De plus, la durée et les lieux de temps de pause doivent être aménagés (espacements des chaises, modification des horaires, etc).

Il faut aussi :

  • Mise à disposition de matériel de protection : gel hydroalcoolique, gants, masques ;
  • Augmentation de la fréquence de nettoyage des lieux et outils de travail ;
  • Réalisation d’un audit interne visant à s’assurer que les salariés ont à leur disposition le matériel de protection adéquat (masque, gants, gel hydroalcoolique, etc).
  • Salariés chargés de contrôler le respect des mesures de protection mises en œuvre ;
  • Dispositif de prévention des risques psycho-sociaux : l’employeur doit prendre les mesures visant à prévenir les risques psycho-sociaux qui résultent du risque de contamination lui-même, mais également des réorganisations et modifications des conditions de travail mises en place pour endiguer l’épidémie.

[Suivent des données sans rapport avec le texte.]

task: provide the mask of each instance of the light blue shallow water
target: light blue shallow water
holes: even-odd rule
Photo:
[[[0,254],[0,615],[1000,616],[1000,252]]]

Il appartiendra à l’employeur de démontrer qu’il s’est conformé à l’ensemble de ces obligations, ce qui suppose

  • Une actualisation régulière du Document Unique d’Evaluation des Risques Professionnels;
  • La démonstration que les instances représentatives du personnel ont été consultées dans le cadre de ce processus ;
  • Une formalisation, dans des protocoles écrits, de l’ensemble des mesures prises visant à lutter contre la propagation de l’épidémie ;
  • La formalisation du processus d’information des salariés, cette information devant être fournie « de manière appropriée » (Ordonnance de référé du TJ de Nanterre du 14 avril 2020) ;
  • De formaliser le suivi de formation de chaque salarié.
  •  

Enfin, la rédaction d’un plan de prévention des risques (R. 4512-6 du Code du Travail) qui s’impose à l’employeur en cas de coactivité avec une ou plusieurs autres entreprises (R. 4511-1 et suivants du Code du Travail), doit inclure une analyse des risques résultant de l’épidémie ainsi qu’une description des mesures de prévention visant à y remédier.

Le non-respect de l’une des obligations susvisées est de nature à engager la responsabilité tant civile que pénale de l’employeur.